Sonnet V
Those hours, that with gentle work did frame
The lovely gaze where every eye doth dwell,
Will play the tyrants to the very same
And that unfair which fairly doth excel;
For never-resting time leads summer on
To hideous winter, and confounds him there;
Sap checked with frost, and lusty leaves quite gone,
Beauty o'er-snowed and bareness every where:
Then were not summer's distillation left,
A liquid prisoner pent in walls of glass,
Beauty's effect with beauty were bereft,
Nor it, nor no remembrance what it was:
But flowers distilled, though they with winter meet,
Leese but their show; their substance still lives sweet
Unclear words-
Tyrants:a cruel and oppressive ruler.
Doth: archaic third person singular present of do.
Confound: cause surprise or confusion in (someone), esp. by acting against their expectations
O'er:archaic or poetic/literary contraction for over.

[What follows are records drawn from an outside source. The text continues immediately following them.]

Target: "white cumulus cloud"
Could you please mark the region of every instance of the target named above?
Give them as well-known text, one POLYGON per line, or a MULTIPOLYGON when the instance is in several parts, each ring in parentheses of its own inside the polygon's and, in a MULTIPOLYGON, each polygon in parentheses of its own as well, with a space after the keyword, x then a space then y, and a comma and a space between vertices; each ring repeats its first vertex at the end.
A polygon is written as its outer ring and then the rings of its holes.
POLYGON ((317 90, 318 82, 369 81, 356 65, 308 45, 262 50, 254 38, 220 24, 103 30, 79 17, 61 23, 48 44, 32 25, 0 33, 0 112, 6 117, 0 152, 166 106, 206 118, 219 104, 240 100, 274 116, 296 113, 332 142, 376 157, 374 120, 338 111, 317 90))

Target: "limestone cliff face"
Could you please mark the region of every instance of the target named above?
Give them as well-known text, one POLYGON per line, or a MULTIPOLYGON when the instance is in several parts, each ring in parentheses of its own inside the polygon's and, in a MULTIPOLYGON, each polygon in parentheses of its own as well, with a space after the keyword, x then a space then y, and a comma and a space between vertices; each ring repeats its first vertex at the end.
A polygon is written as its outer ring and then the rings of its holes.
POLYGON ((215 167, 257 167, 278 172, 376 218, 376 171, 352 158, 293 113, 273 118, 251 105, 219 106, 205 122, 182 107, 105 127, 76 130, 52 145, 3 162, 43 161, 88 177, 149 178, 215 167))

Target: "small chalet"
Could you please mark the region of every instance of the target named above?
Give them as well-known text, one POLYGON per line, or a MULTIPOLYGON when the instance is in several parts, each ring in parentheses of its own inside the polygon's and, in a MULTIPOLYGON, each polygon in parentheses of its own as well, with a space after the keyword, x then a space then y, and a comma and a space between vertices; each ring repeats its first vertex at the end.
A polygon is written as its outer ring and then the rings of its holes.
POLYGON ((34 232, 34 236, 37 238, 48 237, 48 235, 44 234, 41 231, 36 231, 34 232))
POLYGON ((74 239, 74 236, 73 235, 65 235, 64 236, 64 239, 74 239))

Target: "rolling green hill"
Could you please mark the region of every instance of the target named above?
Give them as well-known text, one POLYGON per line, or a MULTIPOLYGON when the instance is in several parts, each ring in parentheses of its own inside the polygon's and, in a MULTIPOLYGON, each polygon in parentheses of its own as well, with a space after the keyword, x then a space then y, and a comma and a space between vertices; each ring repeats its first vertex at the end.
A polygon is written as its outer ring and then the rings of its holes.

Distillation: the action of purifying a liquid by a process of heating and cooling.
Bereft:archaic past participle of bereave.
Bereave: be deprived of a loved one through a profound absence, esp. due to the loved one's death
Pent: closely confined or held back.
Leese: To lose
My interpretation:
The time that structures
the eye that stays
will it be like the tyrant?
Which it unfairly continues.
Time never rests during summer,
to the bad winters, confuses him there.
Questions/unknown: Confusing on the weather, flowers and seasons tie into growing old.
Progressing seasons means time is moving forwards.
Growing older, your substance meaning personality still remains concentrated, even though the outer part of your being continues to wear thing.
How it relates to my big question: It relates to my big questions since it ties into growing older and losing the exterior looks but remaining the same interior.